Pesticides dans nos assiettes, quelles conséquences?
Elle démarre sa carrière en bactériologie. Aujourd’hui, elle est en microbiologie. Justement, parlons de microbiote intestinal, car c’est son domaine de recherches actuellement. Il regroupe des milliers de milliards de micro-organismes qui vivent dans l’intestin. Ils sont indispensables pour notre santé mais des éléments extérieurs peuvent les perturber, les faire muter.
Jusqu’en 2020, certains insecticides étaient répandus sur nos territoires (Hauts-de-France), jusqu'à 13,4 tonnes par an. Interdits depuis, quels sont encore aujourd’hui leurs effets ? "Ils n’ont pas disparu de nos terres, avant, on pensait qu’une forte dose était la dose toxique. Aujourd’hui, on se rend compte des effets néfastes dus à l’accumulation de doses faibles mais régulières dans l’organisme."
C’est donc sur le chlorpyrifos qu’elle se penche avec son équipe. "Quand on regarde les Hauts-de-France, nous sommes en rouge pour les pesticides, en rouge pour les maladies inflammatoires chroniques, en rouge pour les cancers. Il n’y a pas que le régime alimentaire qui est responsable de tout cela ! Les pesticides également, il y a forcément un lien."
Un chercheur doit être honnête, il ne doit pas porter de jugement, essayer au contraire d’apporter des solutions.
Hafida Khorsi-Cauet
"Comme on ne tue pas un animal pour rien, nous avons créé un intestin artificiel au labo. Il mime tout ce qui se passe de l’estomac au colon, dans le tube digestif". Cela leur permet de travailler sur l’impact chimique, physique, des pesticides. De découvertes en découvertes, les travaux de notre spécialiste et de son équipe ont bien avancé et démontré les répercussions sur l’organisme.
Il y a maintenant trois intestins artificiels dans le laboratoire de recherche. Ce qui permet de faire des comparatifs. Pour rester simple dans les explications, l’un mange des fibres (extraits de racine de chicorée car Hafida est attachée aux cultures des Hauts-de-France), l’autre des pesticides (un cocktail de trois), et le troisième des fibres et des pesticides. "Un chercheur doit être honnête, il ne doit pas porter de jugement, essayer au contraire d’apporter des solutions. Je vous ai montré les résultats, maintenant je propose des stratégies. Quand on mange des fibres, les bonnes bactéries augmentent."
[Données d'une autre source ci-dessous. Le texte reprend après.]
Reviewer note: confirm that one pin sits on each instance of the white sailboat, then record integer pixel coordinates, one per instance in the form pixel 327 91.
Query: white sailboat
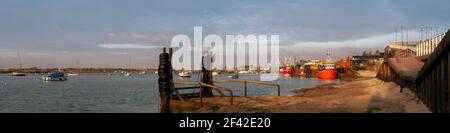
pixel 20 66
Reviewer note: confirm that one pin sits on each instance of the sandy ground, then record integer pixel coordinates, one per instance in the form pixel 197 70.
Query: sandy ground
pixel 365 94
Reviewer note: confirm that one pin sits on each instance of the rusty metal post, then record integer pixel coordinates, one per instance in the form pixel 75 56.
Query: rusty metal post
pixel 245 88
pixel 165 81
Il a été démontré, que lorsque l’équilibre microbiotique de l’intestin est perturbé, une petite "porte" s’ouvre et libère dans l’organisme des bactéries qui vont toucher le foie, la rate, les reins, mais aussi le cerveau. Dans le cas de la femme enceinte, qui est le point départ des recherches sur l’impact des pesticides, force a été de constater que ce déséquilibre des microbiotes traversait aussi la barrière placentaire.
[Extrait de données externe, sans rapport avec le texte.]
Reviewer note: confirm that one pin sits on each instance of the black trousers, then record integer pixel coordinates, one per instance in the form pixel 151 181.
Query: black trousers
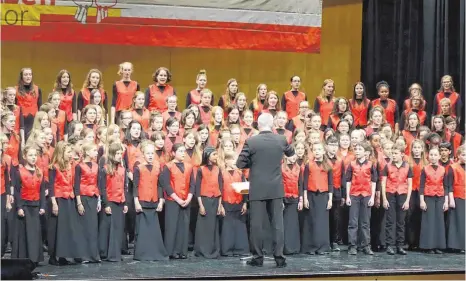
pixel 359 221
pixel 261 210
pixel 395 220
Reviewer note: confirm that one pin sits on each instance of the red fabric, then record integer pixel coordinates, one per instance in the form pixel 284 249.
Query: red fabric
pixel 229 194
pixel 157 99
pixel 179 181
pixel 459 188
pixel 292 103
pixel 361 179
pixel 88 183
pixel 30 184
pixel 359 112
pixel 148 183
pixel 291 180
pixel 125 94
pixel 209 184
pixel 63 183
pixel 389 111
pixel 28 102
pixel 434 181
pixel 318 178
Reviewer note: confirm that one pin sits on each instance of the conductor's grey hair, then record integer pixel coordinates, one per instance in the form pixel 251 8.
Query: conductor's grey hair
pixel 265 122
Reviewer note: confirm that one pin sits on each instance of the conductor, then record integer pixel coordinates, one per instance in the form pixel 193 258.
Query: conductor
pixel 263 155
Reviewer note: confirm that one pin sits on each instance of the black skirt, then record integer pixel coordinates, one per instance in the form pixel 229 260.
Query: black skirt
pixel 89 223
pixel 148 242
pixel 3 215
pixel 234 235
pixel 291 224
pixel 176 228
pixel 456 227
pixel 111 230
pixel 27 242
pixel 432 224
pixel 65 235
pixel 207 237
pixel 316 232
Cette étude, qui est loin d’être terminée, ouvre de nouveaux horizons pour lutter contre l’obésité (dans certains cas), des maladies telles que l’endométriose dont souffrent beaucoup de femmes dans le monde, la stérilité, voire la dépression. Car tout est lié et l’on sait maintenant que l’intestin est notre deuxième cerveau. Après avoir travaillé sur lien de l’intestin au colon et aux organes génitaux, voilà à présent Hafida et son équipe en train de travailler vers le haut : de l’intestin au cerveau, "Le dialogue des bactéries entre les deux".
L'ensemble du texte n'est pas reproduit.